Unit 3: Summarizing and Responding to Writing

16 Responding to Writing

Preview Questions:

  1. What does it mean to “respond” to writing?
  2. When do we respond to writing? Why?
  3. Can I use “I” or other personal pronouns in a response essay?
  4. Can’t I just use AI to write my personal responses?

Responding to a written text is an opportunity to engage with the text. As a reader, you should be reading actively, thinking about the information in the text. In this course, you will develop your understanding of the theme for Essay 1 by responding to one of the articles provided.

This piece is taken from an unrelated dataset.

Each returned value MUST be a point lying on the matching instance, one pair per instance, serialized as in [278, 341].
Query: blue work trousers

When writing a response assignment, your teacher is looking to hear “your voice.” An AI-generated response may lack your authentic voice. Write the first draft of your response on your own and use AI to refine it. BUT, be very careful of what information you share with ChatGPT since it does store all data you input. Many experts recommend avoiding inputting personal, confidential information.

Directions: Read the example and answer the questions below.

Selective Summary response example

Example student
ESL 117

Selective Summary Response of “How Technology Makes Us Better Social Beings”

In the article “How Technology Makes Us Better Social Beings,” Megan Gambino (2011) contrasts how previous research showing that Social Networks (SN) have disconnected people, making them less involved in community activities. In their analysis, Gambino, explores recent research that shows the opposite trend showing that SNS have actually been instrumental in bringing people together, in real life and in virtual spaces.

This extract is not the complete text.